SEOUL – By the time China overtakes the United States as the world’s largest economy sometime in the next few years, it will have cemented its status as a major military power – one whose drive to assert itself strategically already is inspiring serious anxiety among its neighbors. But the truth is that China is a solitary, vulnerable rising power – one that faces potentially crippling domestic challenges.
China is currently encircled by US military installations and allies. While Asian countries are largely willing to maintain and even expand their economic ties with China, none (except North Korea, which depends on Chinese aid) is prepared to accept it as the region’s primary power. In fact, US allies like Indonesia and India have emerged as global players largely in response to China’s rise.

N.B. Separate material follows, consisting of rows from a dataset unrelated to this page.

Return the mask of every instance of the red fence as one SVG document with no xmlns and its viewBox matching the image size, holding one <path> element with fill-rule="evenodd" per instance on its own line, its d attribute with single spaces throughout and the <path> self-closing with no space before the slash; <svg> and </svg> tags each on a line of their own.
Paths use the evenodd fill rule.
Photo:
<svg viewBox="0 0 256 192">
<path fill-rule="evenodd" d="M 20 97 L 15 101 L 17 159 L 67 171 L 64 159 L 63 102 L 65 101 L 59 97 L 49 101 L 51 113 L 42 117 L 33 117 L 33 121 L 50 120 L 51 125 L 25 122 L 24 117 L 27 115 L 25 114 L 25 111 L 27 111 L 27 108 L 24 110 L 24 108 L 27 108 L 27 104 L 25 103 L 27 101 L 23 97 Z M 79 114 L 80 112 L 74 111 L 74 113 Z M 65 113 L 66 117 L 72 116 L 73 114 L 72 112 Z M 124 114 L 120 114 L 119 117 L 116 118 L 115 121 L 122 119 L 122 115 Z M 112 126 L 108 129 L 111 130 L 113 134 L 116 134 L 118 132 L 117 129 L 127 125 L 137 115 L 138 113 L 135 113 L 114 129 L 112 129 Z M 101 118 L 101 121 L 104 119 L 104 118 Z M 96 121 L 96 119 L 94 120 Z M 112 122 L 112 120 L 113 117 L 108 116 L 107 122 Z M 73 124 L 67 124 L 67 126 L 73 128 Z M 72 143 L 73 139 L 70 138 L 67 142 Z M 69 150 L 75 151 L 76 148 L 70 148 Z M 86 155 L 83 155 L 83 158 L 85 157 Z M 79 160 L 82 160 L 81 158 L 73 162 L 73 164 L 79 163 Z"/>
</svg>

For its part, the US has shifted substantial military power toward Asia – with high-profile military deployments in Australia and the Philippines, and 60% of America’s naval capabilities now deployed in the region – and has enhanced its defense ties with Japan and South Korea. Moreover, it is helping to spearhead the Trans-Pacific Partnership, an economic and trade agreement that excludes China but includes many of its regional neighbors.
Against this background, US claims that its strategic rebalancing is not about containing China are not particularly convincing. Indeed, the US is pursuing a strategy of primacy in Asia, not a partnership between equals, and this, together with China’s own internal tensions, is undermining China’s ability to participate productively in regional and global forums.